The formulas in SR1 are singular if \(v=c\), which is certainly the case for a photon, a quantum of light. We need to rewrite them by getting rid of the velocity. (Or take a careful limit. That's a nice alternative. But we won't do that).

In classical mechanics, this is already done when switching from the Lagrangian to the Hamiltonian. You want to write \(E(v)\) in function of \(p(v)\). So you invert \(p(v)\) as \(v(p)\) and then substitute \(E(v(p))\). Easier done than said:

\[ p_N = mv \Rightarrow\] \[ v = \frac{p_N}{m} \] \[ E_N(v) = \frac{1}{2} m v^2 \Rightarrow E_N(p) = \frac{p_N^2}{2m} \]

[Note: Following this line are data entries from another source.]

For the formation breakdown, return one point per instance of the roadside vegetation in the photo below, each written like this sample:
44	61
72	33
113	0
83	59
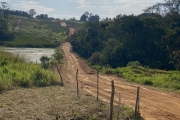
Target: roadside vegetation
151	38
134	72
16	72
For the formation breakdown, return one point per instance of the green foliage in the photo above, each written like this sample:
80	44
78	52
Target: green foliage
134	64
15	72
50	62
149	39
5	34
45	62
169	80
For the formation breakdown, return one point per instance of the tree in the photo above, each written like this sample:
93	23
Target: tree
32	12
83	18
89	17
175	59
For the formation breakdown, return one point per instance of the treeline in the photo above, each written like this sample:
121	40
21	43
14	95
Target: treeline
151	39
19	13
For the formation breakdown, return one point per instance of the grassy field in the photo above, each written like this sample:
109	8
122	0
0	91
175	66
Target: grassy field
47	103
169	80
16	72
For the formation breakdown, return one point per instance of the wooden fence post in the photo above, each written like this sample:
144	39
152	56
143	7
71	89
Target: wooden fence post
119	106
60	75
112	100
97	85
137	103
77	82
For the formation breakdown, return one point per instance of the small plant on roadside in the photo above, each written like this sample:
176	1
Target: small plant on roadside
134	64
45	62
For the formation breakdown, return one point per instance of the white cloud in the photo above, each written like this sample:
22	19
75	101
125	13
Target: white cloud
88	3
27	5
4	0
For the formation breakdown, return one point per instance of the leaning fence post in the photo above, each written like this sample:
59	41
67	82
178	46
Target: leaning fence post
77	82
60	74
97	85
137	103
119	106
112	99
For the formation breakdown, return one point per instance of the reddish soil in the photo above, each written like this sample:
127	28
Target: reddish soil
154	104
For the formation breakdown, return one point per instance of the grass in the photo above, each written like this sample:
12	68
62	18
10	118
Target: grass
169	80
50	102
16	72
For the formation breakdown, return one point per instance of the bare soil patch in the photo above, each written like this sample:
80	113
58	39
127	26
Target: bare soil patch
155	104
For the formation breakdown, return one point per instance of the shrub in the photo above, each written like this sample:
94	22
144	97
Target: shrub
134	64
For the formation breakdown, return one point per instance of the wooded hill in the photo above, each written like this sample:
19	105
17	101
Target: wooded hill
152	39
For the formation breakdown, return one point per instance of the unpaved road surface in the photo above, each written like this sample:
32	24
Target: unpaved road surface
154	104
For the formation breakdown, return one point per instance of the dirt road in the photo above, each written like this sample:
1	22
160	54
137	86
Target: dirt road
154	104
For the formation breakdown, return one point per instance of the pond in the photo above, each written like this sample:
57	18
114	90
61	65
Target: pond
31	54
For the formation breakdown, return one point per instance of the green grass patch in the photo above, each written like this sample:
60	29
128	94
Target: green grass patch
169	80
16	72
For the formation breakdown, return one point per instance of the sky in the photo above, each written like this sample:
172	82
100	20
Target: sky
75	8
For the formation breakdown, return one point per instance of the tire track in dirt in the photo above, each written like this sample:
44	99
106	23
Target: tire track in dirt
155	104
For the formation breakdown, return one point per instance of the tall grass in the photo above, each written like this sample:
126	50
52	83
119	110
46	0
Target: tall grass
16	72
169	80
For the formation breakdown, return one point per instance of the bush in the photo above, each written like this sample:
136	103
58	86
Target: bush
15	72
134	64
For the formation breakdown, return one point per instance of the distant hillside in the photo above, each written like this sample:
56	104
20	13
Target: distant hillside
31	32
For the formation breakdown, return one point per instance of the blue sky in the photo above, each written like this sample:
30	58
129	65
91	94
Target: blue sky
75	8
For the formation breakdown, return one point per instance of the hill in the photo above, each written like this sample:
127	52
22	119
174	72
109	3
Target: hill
32	32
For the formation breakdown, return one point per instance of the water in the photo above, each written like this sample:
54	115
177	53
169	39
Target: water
31	54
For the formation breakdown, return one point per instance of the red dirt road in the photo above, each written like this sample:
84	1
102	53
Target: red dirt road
154	104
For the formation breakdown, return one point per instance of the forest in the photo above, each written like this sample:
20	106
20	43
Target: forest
152	38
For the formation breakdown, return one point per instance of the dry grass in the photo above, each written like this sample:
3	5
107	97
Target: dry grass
48	102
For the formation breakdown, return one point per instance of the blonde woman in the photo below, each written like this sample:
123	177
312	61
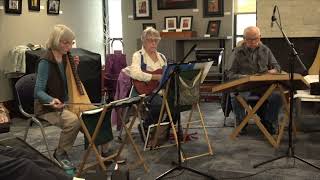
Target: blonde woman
51	89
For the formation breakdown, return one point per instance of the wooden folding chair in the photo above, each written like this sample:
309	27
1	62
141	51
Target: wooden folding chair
127	102
195	105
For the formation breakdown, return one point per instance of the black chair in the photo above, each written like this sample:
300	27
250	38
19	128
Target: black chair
25	95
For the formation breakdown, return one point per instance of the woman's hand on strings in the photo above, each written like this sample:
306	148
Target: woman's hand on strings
56	103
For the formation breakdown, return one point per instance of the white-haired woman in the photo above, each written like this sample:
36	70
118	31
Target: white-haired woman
146	66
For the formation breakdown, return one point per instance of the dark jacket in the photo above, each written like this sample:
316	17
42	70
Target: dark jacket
245	61
55	86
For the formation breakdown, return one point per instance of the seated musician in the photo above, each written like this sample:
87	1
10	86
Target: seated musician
147	64
253	57
51	92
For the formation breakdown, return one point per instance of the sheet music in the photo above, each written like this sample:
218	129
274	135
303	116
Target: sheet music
311	78
194	65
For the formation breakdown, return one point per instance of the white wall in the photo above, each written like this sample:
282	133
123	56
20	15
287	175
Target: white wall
85	17
299	18
132	29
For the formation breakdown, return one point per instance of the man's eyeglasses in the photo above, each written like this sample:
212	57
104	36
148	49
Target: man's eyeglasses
67	42
252	39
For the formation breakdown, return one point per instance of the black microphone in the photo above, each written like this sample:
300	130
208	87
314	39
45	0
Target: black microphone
273	18
188	53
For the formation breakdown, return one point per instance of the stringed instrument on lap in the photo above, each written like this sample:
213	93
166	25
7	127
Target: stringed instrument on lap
143	87
78	98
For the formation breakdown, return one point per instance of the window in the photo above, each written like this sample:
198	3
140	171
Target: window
115	23
245	15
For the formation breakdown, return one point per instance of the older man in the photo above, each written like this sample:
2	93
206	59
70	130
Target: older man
253	57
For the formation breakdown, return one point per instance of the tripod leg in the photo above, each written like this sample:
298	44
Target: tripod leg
294	156
265	162
197	172
167	172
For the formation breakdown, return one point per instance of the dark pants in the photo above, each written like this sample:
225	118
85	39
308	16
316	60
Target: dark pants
19	164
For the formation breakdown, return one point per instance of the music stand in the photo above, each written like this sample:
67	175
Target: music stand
173	72
293	56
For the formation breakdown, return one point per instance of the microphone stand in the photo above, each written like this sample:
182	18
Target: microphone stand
293	57
175	74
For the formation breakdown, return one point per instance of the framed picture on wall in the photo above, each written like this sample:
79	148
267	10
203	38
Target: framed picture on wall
34	5
53	6
213	28
142	9
13	6
174	4
170	23
213	8
186	23
146	25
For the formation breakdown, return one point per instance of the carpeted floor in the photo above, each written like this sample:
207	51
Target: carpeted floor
232	159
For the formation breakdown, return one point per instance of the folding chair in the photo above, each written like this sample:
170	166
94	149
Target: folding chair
106	109
190	75
25	95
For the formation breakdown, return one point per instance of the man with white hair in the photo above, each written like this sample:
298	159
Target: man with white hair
253	57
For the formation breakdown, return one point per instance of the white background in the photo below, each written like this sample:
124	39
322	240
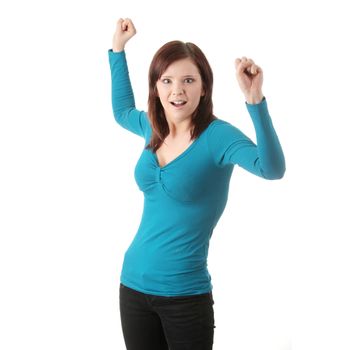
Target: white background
279	257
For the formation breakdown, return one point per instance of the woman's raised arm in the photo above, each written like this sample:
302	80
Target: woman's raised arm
123	102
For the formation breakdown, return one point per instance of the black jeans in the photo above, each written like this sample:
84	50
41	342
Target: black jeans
152	322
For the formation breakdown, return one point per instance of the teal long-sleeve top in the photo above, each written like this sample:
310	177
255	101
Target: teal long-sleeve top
184	199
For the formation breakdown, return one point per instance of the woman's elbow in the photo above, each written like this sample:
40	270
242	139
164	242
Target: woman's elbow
275	174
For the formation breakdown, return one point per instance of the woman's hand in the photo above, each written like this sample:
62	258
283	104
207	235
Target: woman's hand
125	30
250	79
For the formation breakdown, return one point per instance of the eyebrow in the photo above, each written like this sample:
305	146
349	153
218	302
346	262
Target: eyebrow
184	76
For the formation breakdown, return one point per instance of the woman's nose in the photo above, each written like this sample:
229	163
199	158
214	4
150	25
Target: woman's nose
177	90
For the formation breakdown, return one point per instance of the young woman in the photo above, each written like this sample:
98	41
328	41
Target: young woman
184	172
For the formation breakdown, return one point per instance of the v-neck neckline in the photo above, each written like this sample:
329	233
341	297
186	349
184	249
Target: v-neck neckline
178	157
187	150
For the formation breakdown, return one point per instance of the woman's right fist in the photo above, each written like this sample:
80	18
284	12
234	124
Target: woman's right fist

Which you'll recognize as a standard kinetic Hamiltonian if you're into Hamiltonian mechanics and you'll ignore this sentence if you don't.

We can do the same with the relativistic case. But first, a neat fact about \(\beta\) and \(\gamma\):

\[\gamma^2 - (\beta \gamma)^2 = 1\]

try it. It's very boring, but it's true. (It's cool because it implies that if \(\gamma = \cosh(\eta)\), then \(\sinh(\eta) = \beta \gamma\) and \(\tanh(\eta)=\beta\) and if you don't think hyperbolic functions are the shit then I don't know what to tell you).

So, we write

\[ \gamma = \sqrt{1+(\beta\gamma)^2} \] \[ E = \gamma m c^2 = \sqrt{1+(\beta\gamma)^2} m c^2 \] \[ = \sqrt{ (mc^2)^2 + (\beta\gamma m c^2)^2} \] \[ = \sqrt{ (mc^2)^2 + (pc)^2 } \]

So this is our \(E(p)\), the so-called "full expression" for the mechanical energy of a relativistic body.

(If you Taylor-expand \(E(p)\) around \(p=0\), you get \(E = mc^2 + \frac{p^2}{2m} + \ldots\;\). Go figure.)

Ok, so we've gotten rid of the gammas and betas. Just a last thing about them! The speed of an object is always recoverable from the energy and momentum:

\[\frac{p}{E} c^2 = \frac{\beta \gamma m c}{\gamma m c^2} c^2 = \beta c = v \]

And only now that we have built this architecture we plug in \(m=0\) to find about massless particles. We get

\[ E = pc \]

and

\[ v = c, \quad \gamma = \infty\]

So massless particles move always at the speed of light and have energy proportional to their momentum. In the limit where the momentum goes to zero, \(p\rightarrow 0\), the energy also goes to zero. Instead, for massive objects the energy tends to the rest energy \(mc^2\). Therefore it makes sense to extend the definition of the rest energy \(E_0 = mc^2\) to photons, with \(m=0\), even if the cannot ever be brought to rest.

The energy of a photon is entirely kinetical.

Note that the previous expressions \(E = \gamma(v) m c^2\) and \(p = \beta(v)\gamma(v) m c\) when \(m=0\) are both indeterminate forms (\(0\cdot\infty\)). This makes sense: we have many photons, all with \(v=c\), with different momentum and energy. We shouldn't be able therefore to determine the energy/momentum exactly just from the speed, so the math honourably breaks down.